Denmark's ruling Social Democratic Party (SDP) has begun a campaign to adopt the European single currency—the euro—in the run-up to September's referendum on the issue. The party's extraordinary congress, held on April 30 to discuss the euro, voted by 486-15 to campaign for Denmark's adoption of the currency.
Launching the "Best for Denmark" campaign on May 3, Prime Minister Poul Nyrup Rasmussen said, “Now we're putting all our strength in getting a 'yes' on September 28.” The SDP intends to campaign for a "yes" vote throughout the country and has formed a 10-member committee dedicated to winning support for it.
Denmark was one of three countries, along with Sweden and Britain, that opted not to join the euro currency system in its initial phase when it was launched in January 1999. The country has held two previous referendums on matters relating to the development of the Single European Market. In 1992, the Maastricht Treaty setting out European Union was rejected narrowly by Danish voters. The following year a referendum approved a modified version of the agreement with four opt-outs negotiated by the government, including exclusion from the single currency zone and joint defence proposals. Presently Denmark is a member of “ERM 2”, a stop-gap mechanism designed to keep the krone tightly linked to the euro.
Rasmussen said that the future of the Danish economy was bound up with the euro and was threatened by its exclusion from the euro zone. In almost apocalyptic tones he declared, “The greatest threat against our welfare system are the speculators on the world's money markets who will throw themselves at us if we reject the euro. Our best insurance against this is adopting the common currency.”
He continued, "The international money markets' huge strength—and increasing strength—has shown us how vulnerable we are and how strongly we need a community which can shield us against sudden crises.”
Rasmussen's comments echo the fear in Danish ruling circles that the development of a global financial crisis would lead to the virtual liquidation of the krone, and the type of economic and social upheaval seen most recently in Indonesia.
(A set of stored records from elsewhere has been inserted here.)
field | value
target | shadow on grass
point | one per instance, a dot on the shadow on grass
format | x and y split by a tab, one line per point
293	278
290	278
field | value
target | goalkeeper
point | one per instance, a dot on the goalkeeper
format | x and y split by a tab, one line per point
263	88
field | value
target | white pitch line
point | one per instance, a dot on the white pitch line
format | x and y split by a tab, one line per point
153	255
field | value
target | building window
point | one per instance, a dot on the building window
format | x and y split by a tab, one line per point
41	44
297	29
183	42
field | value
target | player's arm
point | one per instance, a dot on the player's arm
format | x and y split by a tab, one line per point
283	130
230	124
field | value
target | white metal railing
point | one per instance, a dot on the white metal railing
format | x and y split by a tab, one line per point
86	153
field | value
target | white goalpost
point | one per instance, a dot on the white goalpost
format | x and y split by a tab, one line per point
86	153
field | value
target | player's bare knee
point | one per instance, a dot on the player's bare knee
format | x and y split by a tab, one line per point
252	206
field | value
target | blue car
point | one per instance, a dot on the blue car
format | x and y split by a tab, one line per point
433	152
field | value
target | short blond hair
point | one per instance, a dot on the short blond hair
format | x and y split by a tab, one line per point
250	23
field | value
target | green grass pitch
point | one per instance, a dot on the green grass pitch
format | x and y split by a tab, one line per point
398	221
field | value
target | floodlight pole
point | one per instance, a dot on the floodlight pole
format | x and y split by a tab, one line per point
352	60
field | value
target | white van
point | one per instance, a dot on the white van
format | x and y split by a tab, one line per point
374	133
The central bank and significant sections of industry and business also support the “yes” campaign in the referendum. Many trade unions have also come out in favour of adopting the euro.
Prior to their conference, officials at the Danish finance and economic ministries drew up a 560-page document which forecast that non-participation would probably lead to heavy speculation being taking against the Danish currency by international financiers. The report said that the only mechanism that the government had against such speculation would be to attempt to buy krones, leading inevitably to a rise in interest rates. It concluded that the adoption of the euro was an economic necessity and would lead to more overseas investment in Denmark and more stability in the economy.
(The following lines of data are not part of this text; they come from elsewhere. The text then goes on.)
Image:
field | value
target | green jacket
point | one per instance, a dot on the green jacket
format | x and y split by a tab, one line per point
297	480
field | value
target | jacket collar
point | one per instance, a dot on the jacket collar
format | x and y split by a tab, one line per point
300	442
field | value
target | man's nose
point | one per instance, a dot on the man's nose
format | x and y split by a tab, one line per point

Marianne Jelved, the economy minister, said that these forecasts were “not scaremongering. It is the result of an analysis that illustrates the advantages and disadvantages of the euro.” The majority of Denmark's trade is within Europe, particularly with Germany, its main trading partner. Sweden and the United Kingdom are also major importers of Danish goods.
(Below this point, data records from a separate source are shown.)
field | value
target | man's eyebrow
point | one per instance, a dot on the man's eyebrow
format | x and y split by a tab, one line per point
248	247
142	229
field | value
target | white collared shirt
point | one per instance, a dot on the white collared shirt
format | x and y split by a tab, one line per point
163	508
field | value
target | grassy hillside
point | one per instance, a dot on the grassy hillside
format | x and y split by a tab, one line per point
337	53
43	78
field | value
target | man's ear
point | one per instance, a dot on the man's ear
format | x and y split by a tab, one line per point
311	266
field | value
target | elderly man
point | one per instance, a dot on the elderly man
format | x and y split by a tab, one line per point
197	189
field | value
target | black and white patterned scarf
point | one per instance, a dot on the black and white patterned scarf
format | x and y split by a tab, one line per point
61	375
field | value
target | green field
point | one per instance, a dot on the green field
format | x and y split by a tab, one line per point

Denmark's entry in the euro zone, however, is not the economic panacea Rasmussen presents. Membership of the single currency is tied to countries implementing strict budgetary measures. Economists argue that so long as Europe continues to finance relatively generous welfare benefits, the continent will not be able to compete effectively against its American rival.
The SDP's vote in favour of euro entry confirms the pattern in Europe of social democratic governments taking responsibility for implementing the austerity measures demanded by the international corporations and financiers. This is a significant factor in the declining support for social democratic parties across the continent.
Amongst those hoping to benefit from this is the right-wing Danish Peoples Party which is at the forefront of the “no” campaign on entry to the euro zone. The DPP, which stands on an openly anti-immigrant and anti-Europe ticket, saw its vote double to around 20 percent in recent elections.